From: "Torsten Bögershausen" <tboegi@web.de>
To: Junio C Hamano <gitster@pobox.com>
Cc: "Nguyễn Thái Ngọc Duy" <pclouds@gmail.com>,
git@jeffhostetler.com, git@vger.kernel.org, newren@gmail.com,
pawelparuzel95@gmail.com, peff@peff.net,
sandals@crustytoothpaste.net,
"SZEDER Gábor" <szeder.dev@gmail.com>
Subject: Re: [PATCH v4] clone: report duplicate entries on case-insensitive filesystems
Date: Thu, 16 Aug 2018 16:03:12 +0200 [thread overview]
Message-ID: <20180816140312.GA6102@tor.lan> (raw)
In-Reply-To: <xmqqtvnvh12u.fsf@gitster-ct.c.googlers.com>
On Wed, Aug 15, 2018 at 12:38:49PM -0700, Junio C Hamano wrote:
This should answer Duys comments as well.
> Torsten Bögershausen <tboegi@web.de> writes:
>
[snip]
> > Should the following be protected by core.checkstat ?
> > if (check_stat) {
>
> I do not think such a if statement is strictly necessary.
>
> Even if check_stat tells us "when checking if a cached stat
> information tells us that the path may have modified, use minimum
> set of fields from the 'struct stat'", we still capture and update
> the values from the same "full" set of fields when we mark a cache
> entry up-to-date. So it all depends on why you are limiting with
> check_stat. Is it because stdev is unusable? Is it because nsec is
> unusable? Is it because ino is unusable? Only in the last case,
> paying attention to check_stat will reduce the false positive.
>
> But then you made me wonder what value check_stat has on Windows.
> If it is false, perhaps we do not even need the conditional
> compilation, which is a huge plus.
Agreed:
check_stat is 0 on Windows, and inum is allways 0 in lstat().
I was thinking about systems which don't have inodes and inum,
and then generate an inum in memory, sometimes random.
After a reboot or a re-mount of the file systems those ino values
change.
However, for the initial clone we are fine in any case.
>
> >> + if (dup->ce_stat_data.sd_ino == st->st_ino) {
> >> + dup->ce_flags |= CE_MATCHED;
> >> + break;
> >> + }
> >> + }
> >> +#endif
> >
> > Another thing is that we switch of the ASCII case-folding-detection-logic
> > off for Windows users, even if we otherwise rely on icase.
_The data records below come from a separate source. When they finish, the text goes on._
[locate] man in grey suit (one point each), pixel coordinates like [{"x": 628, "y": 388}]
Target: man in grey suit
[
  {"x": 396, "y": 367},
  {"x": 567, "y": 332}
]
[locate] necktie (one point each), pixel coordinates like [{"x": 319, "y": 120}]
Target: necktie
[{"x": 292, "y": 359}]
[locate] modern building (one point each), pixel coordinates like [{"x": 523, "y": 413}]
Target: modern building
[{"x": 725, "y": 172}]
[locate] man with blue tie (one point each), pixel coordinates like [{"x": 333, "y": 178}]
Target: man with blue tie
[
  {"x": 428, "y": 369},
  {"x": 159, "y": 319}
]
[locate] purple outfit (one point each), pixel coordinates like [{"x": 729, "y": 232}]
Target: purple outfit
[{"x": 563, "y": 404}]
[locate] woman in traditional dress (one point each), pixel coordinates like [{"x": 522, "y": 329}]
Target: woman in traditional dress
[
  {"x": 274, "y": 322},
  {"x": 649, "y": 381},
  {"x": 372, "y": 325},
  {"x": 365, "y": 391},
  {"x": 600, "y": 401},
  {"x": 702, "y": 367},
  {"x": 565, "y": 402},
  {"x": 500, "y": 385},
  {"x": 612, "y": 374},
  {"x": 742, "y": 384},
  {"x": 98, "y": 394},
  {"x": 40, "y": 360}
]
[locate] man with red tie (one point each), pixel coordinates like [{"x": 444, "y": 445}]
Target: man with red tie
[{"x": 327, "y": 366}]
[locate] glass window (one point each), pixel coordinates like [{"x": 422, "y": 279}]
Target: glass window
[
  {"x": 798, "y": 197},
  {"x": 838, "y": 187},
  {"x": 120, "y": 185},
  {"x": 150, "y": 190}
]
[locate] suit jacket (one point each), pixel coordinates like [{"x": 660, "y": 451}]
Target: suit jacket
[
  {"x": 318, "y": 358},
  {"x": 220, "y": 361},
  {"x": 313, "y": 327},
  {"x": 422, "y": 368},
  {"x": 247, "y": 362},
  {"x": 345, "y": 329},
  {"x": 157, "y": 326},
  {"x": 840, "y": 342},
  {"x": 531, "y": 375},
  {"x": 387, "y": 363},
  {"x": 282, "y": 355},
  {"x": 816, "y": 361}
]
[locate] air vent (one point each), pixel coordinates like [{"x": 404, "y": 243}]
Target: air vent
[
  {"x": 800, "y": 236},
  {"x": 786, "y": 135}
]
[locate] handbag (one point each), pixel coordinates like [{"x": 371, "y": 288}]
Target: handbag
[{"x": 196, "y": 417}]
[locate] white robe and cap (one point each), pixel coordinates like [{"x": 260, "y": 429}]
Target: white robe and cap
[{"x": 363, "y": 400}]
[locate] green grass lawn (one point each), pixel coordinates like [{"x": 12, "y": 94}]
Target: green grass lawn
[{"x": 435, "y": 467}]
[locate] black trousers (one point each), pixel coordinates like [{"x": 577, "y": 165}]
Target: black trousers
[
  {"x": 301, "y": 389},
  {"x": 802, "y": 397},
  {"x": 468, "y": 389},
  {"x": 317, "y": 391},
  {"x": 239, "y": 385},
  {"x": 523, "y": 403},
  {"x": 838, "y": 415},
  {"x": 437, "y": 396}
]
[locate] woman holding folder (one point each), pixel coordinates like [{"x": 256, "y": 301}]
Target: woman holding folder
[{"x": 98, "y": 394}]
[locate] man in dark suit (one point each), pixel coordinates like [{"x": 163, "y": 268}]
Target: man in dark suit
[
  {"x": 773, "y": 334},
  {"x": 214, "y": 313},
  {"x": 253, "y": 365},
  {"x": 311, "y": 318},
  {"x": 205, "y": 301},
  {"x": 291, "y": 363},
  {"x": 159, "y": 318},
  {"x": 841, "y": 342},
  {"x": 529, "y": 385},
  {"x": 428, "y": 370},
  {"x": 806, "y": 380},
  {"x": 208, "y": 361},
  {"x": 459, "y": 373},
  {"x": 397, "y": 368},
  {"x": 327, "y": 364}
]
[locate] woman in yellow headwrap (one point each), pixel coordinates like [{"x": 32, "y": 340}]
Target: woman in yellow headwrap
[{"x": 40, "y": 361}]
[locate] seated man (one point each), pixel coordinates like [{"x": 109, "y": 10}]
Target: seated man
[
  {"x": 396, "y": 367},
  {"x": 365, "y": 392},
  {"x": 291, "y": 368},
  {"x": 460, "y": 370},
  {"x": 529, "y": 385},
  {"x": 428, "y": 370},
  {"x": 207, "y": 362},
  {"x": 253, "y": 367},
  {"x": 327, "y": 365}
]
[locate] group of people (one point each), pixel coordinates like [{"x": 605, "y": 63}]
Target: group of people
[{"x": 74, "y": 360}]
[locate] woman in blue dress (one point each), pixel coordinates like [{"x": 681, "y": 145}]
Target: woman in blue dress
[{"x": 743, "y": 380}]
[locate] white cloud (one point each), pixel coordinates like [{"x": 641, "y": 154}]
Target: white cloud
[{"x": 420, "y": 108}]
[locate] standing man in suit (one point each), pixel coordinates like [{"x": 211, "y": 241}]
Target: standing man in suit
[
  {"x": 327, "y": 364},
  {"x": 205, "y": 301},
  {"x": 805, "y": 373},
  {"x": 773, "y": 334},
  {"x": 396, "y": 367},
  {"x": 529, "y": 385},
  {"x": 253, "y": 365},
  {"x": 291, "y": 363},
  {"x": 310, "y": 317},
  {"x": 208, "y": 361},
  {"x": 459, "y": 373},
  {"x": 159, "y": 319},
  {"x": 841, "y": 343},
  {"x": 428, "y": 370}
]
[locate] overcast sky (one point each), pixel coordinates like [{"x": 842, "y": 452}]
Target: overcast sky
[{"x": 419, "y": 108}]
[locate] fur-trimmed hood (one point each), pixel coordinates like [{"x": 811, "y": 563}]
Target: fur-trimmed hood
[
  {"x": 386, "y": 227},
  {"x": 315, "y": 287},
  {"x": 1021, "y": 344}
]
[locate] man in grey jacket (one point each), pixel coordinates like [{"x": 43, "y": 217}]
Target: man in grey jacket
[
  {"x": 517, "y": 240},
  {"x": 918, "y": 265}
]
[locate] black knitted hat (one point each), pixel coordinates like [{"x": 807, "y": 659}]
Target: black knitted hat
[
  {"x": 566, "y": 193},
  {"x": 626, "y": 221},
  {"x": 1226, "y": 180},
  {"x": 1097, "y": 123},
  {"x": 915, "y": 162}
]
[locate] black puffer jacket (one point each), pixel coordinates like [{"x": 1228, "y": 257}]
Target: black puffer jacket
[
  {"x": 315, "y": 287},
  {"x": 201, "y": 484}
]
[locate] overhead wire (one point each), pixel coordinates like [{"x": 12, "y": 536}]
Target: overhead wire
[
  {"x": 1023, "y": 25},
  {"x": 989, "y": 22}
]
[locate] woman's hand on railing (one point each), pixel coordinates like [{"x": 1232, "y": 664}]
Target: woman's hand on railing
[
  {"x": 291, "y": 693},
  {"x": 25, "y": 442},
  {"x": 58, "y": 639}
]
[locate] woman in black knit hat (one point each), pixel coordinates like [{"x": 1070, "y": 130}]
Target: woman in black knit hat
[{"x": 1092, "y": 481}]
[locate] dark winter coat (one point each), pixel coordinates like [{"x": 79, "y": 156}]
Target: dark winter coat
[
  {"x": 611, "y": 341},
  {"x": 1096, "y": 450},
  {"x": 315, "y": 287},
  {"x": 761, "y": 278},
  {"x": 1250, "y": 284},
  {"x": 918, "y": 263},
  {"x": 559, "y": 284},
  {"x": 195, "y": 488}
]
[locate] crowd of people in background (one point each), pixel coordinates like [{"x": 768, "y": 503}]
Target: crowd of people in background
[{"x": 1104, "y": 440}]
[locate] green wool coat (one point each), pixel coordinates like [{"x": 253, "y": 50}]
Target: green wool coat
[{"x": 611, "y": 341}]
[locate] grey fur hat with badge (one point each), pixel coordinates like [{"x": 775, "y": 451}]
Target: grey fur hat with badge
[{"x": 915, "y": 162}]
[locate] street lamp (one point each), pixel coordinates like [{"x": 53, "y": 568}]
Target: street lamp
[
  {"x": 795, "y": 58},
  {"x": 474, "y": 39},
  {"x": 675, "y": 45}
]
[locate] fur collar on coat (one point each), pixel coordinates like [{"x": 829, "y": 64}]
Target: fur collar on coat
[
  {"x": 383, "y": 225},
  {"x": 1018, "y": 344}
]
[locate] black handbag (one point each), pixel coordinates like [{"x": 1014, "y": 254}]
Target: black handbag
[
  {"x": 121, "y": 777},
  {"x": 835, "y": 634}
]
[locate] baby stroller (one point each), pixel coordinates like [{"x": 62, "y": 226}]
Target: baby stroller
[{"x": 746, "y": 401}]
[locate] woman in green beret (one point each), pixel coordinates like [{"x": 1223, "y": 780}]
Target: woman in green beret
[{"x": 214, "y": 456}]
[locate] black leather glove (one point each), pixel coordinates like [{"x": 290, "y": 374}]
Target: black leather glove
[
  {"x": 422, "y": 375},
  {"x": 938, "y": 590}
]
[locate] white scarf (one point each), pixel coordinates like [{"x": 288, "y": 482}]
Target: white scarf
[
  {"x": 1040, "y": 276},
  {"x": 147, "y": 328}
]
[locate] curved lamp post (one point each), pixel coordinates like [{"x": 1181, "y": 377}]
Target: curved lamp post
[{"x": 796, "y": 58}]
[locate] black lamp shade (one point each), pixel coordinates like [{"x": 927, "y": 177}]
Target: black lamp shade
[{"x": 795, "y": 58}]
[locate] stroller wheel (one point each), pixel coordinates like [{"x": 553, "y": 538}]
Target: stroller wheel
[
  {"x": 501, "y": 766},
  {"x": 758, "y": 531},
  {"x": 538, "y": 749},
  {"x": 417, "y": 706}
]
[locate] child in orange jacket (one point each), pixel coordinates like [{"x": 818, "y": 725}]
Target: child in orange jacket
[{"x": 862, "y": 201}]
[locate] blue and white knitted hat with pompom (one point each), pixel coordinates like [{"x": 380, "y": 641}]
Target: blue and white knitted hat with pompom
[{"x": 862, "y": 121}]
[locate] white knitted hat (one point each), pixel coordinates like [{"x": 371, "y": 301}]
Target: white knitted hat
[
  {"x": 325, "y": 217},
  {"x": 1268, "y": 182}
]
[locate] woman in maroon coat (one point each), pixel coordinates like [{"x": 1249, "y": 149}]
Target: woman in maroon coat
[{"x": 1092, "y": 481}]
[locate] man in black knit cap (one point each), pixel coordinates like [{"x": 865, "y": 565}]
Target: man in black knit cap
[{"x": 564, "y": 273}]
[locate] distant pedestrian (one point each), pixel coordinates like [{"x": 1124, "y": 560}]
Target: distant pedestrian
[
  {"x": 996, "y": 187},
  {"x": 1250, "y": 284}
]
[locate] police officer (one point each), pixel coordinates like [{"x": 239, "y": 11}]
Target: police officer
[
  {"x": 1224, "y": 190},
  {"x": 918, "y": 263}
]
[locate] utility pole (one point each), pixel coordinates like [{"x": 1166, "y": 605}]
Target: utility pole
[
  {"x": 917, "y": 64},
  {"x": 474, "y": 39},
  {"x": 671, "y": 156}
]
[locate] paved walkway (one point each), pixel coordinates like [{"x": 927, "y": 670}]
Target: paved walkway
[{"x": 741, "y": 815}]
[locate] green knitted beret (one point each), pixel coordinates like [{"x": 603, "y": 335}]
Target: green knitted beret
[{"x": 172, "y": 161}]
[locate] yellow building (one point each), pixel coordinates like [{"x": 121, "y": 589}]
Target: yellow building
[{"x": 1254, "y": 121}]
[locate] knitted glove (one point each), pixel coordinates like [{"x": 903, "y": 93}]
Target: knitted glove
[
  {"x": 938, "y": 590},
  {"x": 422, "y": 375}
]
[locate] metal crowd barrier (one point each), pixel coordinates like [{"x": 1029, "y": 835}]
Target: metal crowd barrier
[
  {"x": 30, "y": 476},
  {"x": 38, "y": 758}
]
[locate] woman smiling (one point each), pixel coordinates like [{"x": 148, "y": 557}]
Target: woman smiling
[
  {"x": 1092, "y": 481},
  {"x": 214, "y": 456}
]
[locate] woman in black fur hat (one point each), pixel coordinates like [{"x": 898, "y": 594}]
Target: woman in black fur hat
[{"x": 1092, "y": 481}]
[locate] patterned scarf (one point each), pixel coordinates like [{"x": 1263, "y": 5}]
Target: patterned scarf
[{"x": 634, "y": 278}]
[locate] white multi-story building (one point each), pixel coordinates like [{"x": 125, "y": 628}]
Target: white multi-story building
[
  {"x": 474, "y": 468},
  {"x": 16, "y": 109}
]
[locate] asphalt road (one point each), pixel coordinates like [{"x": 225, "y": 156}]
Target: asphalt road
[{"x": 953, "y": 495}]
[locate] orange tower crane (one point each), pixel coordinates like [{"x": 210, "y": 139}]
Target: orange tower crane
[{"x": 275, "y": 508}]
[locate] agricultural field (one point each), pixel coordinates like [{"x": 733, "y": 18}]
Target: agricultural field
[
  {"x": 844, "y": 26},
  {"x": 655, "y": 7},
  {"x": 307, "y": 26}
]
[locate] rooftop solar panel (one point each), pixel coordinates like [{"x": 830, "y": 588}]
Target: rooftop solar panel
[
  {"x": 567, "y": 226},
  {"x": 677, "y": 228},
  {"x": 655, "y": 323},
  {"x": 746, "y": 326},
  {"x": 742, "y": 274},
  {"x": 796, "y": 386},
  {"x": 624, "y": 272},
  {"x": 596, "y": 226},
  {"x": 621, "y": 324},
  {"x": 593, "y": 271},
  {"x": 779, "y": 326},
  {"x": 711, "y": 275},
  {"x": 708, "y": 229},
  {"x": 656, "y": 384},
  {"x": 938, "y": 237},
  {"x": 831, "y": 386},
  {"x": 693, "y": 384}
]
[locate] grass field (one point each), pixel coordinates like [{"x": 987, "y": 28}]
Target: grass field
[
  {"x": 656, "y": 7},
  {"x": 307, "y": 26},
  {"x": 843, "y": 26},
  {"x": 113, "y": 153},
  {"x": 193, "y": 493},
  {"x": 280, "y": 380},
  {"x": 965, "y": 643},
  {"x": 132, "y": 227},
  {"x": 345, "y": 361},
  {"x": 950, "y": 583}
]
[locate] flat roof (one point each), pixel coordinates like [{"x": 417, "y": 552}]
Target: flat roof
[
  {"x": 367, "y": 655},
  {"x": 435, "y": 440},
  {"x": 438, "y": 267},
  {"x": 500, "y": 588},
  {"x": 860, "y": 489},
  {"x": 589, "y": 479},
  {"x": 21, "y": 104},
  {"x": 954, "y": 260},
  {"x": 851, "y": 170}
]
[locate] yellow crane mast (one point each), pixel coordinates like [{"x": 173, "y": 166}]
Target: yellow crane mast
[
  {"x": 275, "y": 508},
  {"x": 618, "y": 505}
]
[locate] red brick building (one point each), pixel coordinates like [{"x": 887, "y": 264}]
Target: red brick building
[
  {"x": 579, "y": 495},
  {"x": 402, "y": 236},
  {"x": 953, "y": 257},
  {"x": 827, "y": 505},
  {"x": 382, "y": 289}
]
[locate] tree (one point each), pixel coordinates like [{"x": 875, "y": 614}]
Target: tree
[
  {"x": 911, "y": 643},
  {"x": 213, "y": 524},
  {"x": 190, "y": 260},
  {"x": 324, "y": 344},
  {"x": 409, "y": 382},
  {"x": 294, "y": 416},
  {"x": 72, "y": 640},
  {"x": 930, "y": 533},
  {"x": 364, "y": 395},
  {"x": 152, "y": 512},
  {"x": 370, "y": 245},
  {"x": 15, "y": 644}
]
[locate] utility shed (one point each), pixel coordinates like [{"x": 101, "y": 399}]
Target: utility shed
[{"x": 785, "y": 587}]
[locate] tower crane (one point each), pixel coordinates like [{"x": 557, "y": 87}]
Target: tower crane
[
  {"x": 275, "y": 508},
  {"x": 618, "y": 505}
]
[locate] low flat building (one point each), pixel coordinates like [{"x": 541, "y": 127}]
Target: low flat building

> > I think we can use fspathcmp() as a fallback. when inodes fail,
> > because we may be on a network file system.
> >
> > (I don't have a test setup at the moment, but what happens with inodes
> > when a Windows machine exports a share to Linux or Mac ?)
> >
> > Is there a chance to get the fspathcmp() back, like this ?
>
> If fspathcmp() never gives false positives, I do not think we would
> mind using it like your update. False negatives are fine, as that
> is better than just punting the whole thing when there is no usable
> inum. And we do not care all that much if it is more expensive;
> this is an error codepath after all.
>
> And from code structure's point of view, I think it makes sense. It
> would be even better if we can lose the conditional compilation.
The current implementation of fspathcmp() does not give false positvies,
and future versions should not either.
All case-insentive file systems have always treated 'a-z' equal to 'A-Z'.
In FAT MS/DOS there had only been uppercase letters as file names,
and `type file.txt` (the equivilant to ´cat file.txt´ in *nix)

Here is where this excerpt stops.